9.51 Data-mining has been defined as ‘a set of automated techniques used to extract buried or previously unknown pieces of information from large databases’.[97] Data-mining can be used in different contexts to achieve different goals. For example, it is increasingly used by organisations to enable them to ‘design effective sales campaigns, precision targeted marketing plans, and develop products to increase sales and profitability’.[98] Data-mining can also be used by law enforcement agencies to investigate criminal activities. For example, in 2006 it was reported that the National Security Agency in the United States was collecting telephone records of millions of Americans to analyse calling patterns in an effort to detect terrorist activities.[99]

9.52 There are three main steps in the data-mining process: (1) the data are prepared (or ‘scrubbed’) for use in the data-mining process; (2) a data-mining algorithm is used to process the data; and (3) the results of the data-mining process are evaluated.[100]

9.53 Data-matching and data-mining practices that involve personal information raise a number of privacy concerns. A major concern is that the practices can reveal large amounts of previously unknown personal information about individuals.[101] This concern is exacerbated by the fact that data-matching or data-mining can occur without the knowledge or consent of the data subject, thereby limiting the ability of the data subject to seek access to information derived from a data-matching or data-mining program.[102]

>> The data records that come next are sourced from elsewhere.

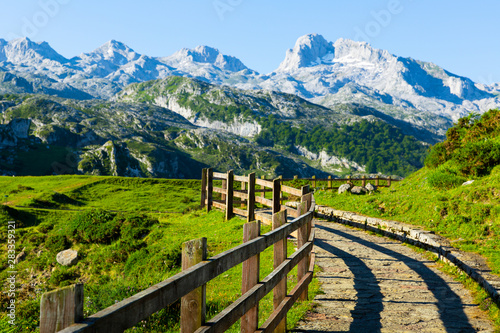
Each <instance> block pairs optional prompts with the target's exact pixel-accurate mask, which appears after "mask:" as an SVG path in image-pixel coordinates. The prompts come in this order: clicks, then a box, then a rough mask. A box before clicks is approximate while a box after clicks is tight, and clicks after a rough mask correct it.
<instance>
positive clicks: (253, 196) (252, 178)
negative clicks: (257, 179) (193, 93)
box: [247, 173, 255, 222]
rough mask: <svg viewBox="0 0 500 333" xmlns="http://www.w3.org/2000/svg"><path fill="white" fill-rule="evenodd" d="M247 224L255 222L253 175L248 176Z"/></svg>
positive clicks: (254, 178) (254, 186)
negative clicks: (247, 212) (254, 220)
mask: <svg viewBox="0 0 500 333" xmlns="http://www.w3.org/2000/svg"><path fill="white" fill-rule="evenodd" d="M247 193H248V201H247V210H248V216H247V222H252V221H254V220H255V173H251V174H249V175H248V192H247Z"/></svg>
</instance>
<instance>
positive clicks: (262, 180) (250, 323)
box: [40, 169, 315, 333]
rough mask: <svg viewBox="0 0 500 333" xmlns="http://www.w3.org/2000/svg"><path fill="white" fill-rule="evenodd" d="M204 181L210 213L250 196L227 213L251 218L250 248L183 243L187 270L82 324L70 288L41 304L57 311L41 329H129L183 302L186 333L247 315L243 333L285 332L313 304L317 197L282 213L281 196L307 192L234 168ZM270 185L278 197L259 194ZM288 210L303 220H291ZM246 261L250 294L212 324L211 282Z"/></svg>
mask: <svg viewBox="0 0 500 333" xmlns="http://www.w3.org/2000/svg"><path fill="white" fill-rule="evenodd" d="M202 179H203V181H202V205H205V206H206V207H207V209H208V210H210V209H211V207H219V208H225V207H233V206H234V204H235V203H236V202H235V201H234V200H233V198H234V197H237V198H240V199H242V200H240V201H241V202H240V205H245V207H246V209H241V206H240V208H236V207H233V209H228V210H226V216H227V217H231V216H232V215H233V214H235V213H236V214H240V215H243V216H246V217H247V219H248V221H251V222H248V223H246V224H245V225H244V228H243V234H244V235H243V241H244V243H243V244H241V245H239V246H237V247H235V248H232V249H230V250H228V251H225V252H223V253H220V254H218V255H216V256H214V257H211V258H206V246H207V240H206V238H202V239H197V240H192V241H190V242H186V243H185V244H184V245H183V253H182V255H183V257H182V269H183V270H182V272H181V273H179V274H177V275H175V276H173V277H171V278H169V279H167V280H165V281H162V282H160V283H158V284H156V285H154V286H152V287H150V288H148V289H146V290H144V291H141V292H140V293H138V294H135V295H133V296H131V297H129V298H127V299H125V300H123V301H121V302H118V303H116V304H114V305H112V306H110V307H108V308H106V309H104V310H102V311H99V312H98V313H96V314H94V315H91V316H90V317H88V318H85V319H81V318H83V315H82V309H83V306H82V303H81V302H83V294H82V293H83V292H82V290H83V288H82V287H81V286H79V287H78V288H74V287H73V289H75V290H78V291H79V292H78V293H75V292H73V293H71V292H70V293H68V291H67V290H66V289H63V290H58V291H54V292H52V293H51V297H50V298H49V297H42V304H41V305H42V306H41V307H42V308H45V309H49V310H47V311H41V314H40V316H41V324H40V327H41V330H40V332H41V333H46V332H50V333H52V332H55V331H56V330H57V329H62V328H63V327H66V326H67V325H70V326H69V327H66V328H65V329H63V330H62V331H60V332H65V333H69V332H93V333H94V332H106V333H108V332H109V333H114V332H123V331H124V330H125V329H127V328H131V327H133V326H135V325H136V324H138V323H139V322H140V321H141V320H144V319H146V318H148V317H149V316H150V315H151V314H153V313H155V312H157V311H159V310H161V309H163V308H165V307H166V306H168V305H169V304H172V303H174V302H175V301H177V300H179V299H181V332H198V333H199V332H222V331H225V330H226V329H228V328H229V327H231V325H233V324H234V323H235V322H236V321H238V320H239V319H240V318H241V331H242V332H256V331H257V332H273V331H274V332H285V330H286V314H287V312H288V311H289V309H290V308H291V307H292V305H293V304H294V303H295V302H296V301H297V300H305V299H307V288H308V285H309V283H310V282H311V280H312V277H313V268H314V253H313V252H312V249H313V242H314V230H313V229H312V227H313V226H312V219H313V214H314V206H315V203H314V197H313V196H312V194H311V193H304V192H306V191H307V187H304V188H303V189H302V190H300V196H298V198H300V203H299V205H298V207H297V209H293V210H292V209H282V208H283V207H284V206H282V205H281V199H282V197H281V194H280V193H281V191H285V192H287V191H288V193H292V194H299V190H296V189H292V188H288V187H286V186H281V185H280V181H279V180H274V181H265V180H262V179H255V175H254V174H251V175H249V176H247V177H242V176H235V175H233V174H232V172H231V171H230V172H228V173H227V174H219V173H213V172H212V170H210V169H204V170H203V177H202ZM213 179H221V180H225V182H226V185H225V187H226V189H225V190H224V188H223V187H221V188H214V187H213ZM234 181H237V182H241V183H242V184H244V186H245V189H243V185H242V186H241V188H242V190H236V191H231V190H227V189H233V187H234V183H233V182H234ZM257 186H258V187H259V188H258V189H257V188H256V187H257ZM269 188H271V192H273V199H266V198H265V197H262V196H261V197H259V196H256V195H255V193H256V192H261V193H266V192H269ZM213 192H216V193H221V195H225V196H224V199H220V200H214V199H213ZM302 194H303V195H302ZM256 202H258V203H261V204H262V205H265V206H270V207H271V208H272V210H271V214H270V216H271V223H272V226H273V230H272V231H270V232H268V233H266V234H264V235H261V234H260V223H259V222H252V220H253V218H254V217H255V215H256V214H258V213H257V212H256V211H255V207H254V206H255V203H256ZM288 213H291V214H292V216H295V215H296V217H295V218H294V219H293V220H292V221H289V222H287V214H288ZM293 232H297V250H296V251H295V252H294V253H293V254H292V255H290V256H289V257H287V238H288V236H289V235H291V234H292V233H293ZM271 245H273V246H274V270H273V271H272V272H271V273H270V274H269V275H268V276H267V277H265V278H264V279H263V280H262V281H259V255H260V253H261V252H262V251H264V250H265V249H266V248H268V247H269V246H271ZM238 264H243V273H242V295H241V296H240V297H239V298H238V299H237V300H236V301H235V302H234V303H232V304H231V305H230V306H229V307H227V308H226V309H224V310H223V311H222V312H220V313H219V314H218V315H216V316H215V317H214V318H212V319H210V320H208V321H207V320H205V299H206V296H205V293H206V291H205V285H206V284H207V283H208V282H209V281H210V280H212V279H214V278H215V277H217V276H219V275H221V274H222V273H224V272H225V271H227V270H229V269H231V268H233V267H234V266H236V265H238ZM295 266H297V281H298V282H297V284H296V285H295V287H294V288H293V289H292V291H291V292H290V293H289V294H287V289H286V288H287V286H286V281H287V274H288V273H290V271H291V270H292V269H293V268H294V267H295ZM73 289H72V290H73ZM70 291H71V290H70ZM271 291H273V304H274V311H273V313H272V314H271V315H270V317H269V318H268V319H267V320H266V322H265V323H264V324H263V325H262V326H260V327H258V305H259V301H260V300H261V299H262V298H263V297H264V296H265V295H267V294H268V293H270V292H271ZM62 292H64V295H66V296H65V298H64V299H62V298H61V297H58V296H59V295H60V293H62ZM71 295H73V296H74V297H71ZM44 296H45V295H44ZM47 299H50V300H51V301H49V303H50V304H51V306H44V304H43V302H44V300H47ZM51 302H52V303H51ZM53 302H56V303H55V304H54V303H53ZM58 302H59V303H58ZM75 303H76V305H75ZM75 309H76V310H75ZM68 317H70V318H68ZM63 321H64V323H63ZM72 323H74V324H72ZM71 324H72V325H71ZM42 328H43V329H42Z"/></svg>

9.54 Another concern relates to the accuracy of the data derived from a data-matching or data-mining process. Data-matching and data-mining involve using information collected for different purposes and in different contexts.[103] If information is incorrect or incomplete at the time of collection, or ceases to be accurate some time after collection, the information generated by the data-matching or data-mining process will be inaccurate. In the case of data-mining, an additional concern is that it is often difficult to inform the data subject of the exact purpose for which his or her personal information is to be collected or used. This is because data-mining activities aim to discover previously unknown information. Further, there is concern about the storage of large amounts of personal information gathered for the purpose of data-matching or data-mining.[104]

[93] Information and Privacy Commissioner Ontario, Data Mining: Staking a Claim on Your Privacy (1998), 1.

[94] Office of the Federal Privacy Commissioner, The Use of Data Matching in Commonwealth Administration—Guidelines (1998), [14].

[95] A Caine, E-government: Legal and Administrative Obstacles to Sharing Data Held by Australian Government Agencies (2004) Australian Government Information Management Office.

[96] R Clarke, ‘Computer Matching by Government Agencies: The Failure of Cost/Benefit Analysis as a Control Mechanism’ (1995) 4 Information Infrastructure and Policy 29, 33.

[97] Information and Privacy Commissioner Ontario, Data Mining: Staking a Claim on Your Privacy (1998), 4.

[98] Ibid, 1.

[99] L Cauley, ‘NSA has Massive Database of Americans’ Phone Calls’, USA Today, 10 May 2006, <www.usatoday.com>.

[100] J Bigus, Data Mining with Neural Networks (1996), 10–11, cited in Information and Privacy Commissioner Ontario, Data Mining: Staking a Claim on Your Privacy (1998), 5.

[101] V Estivill-Castro, L Brankovic and D Dowe, ‘Privacy in Data Mining’ (1999) 6 Privacy Law & Policy Reporter 33, 34.

[102] See, eg, Information and Privacy Commissioner Ontario, Data Mining: Staking a Claim on Your Privacy (1998), 14.

[103] See, eg, Ibid, 10–11.

[104] Office of the Privacy Commissioner, Getting in on the Act: The Review of the Private Sector Provisions of the Privacy Act 1988 (2005), 240.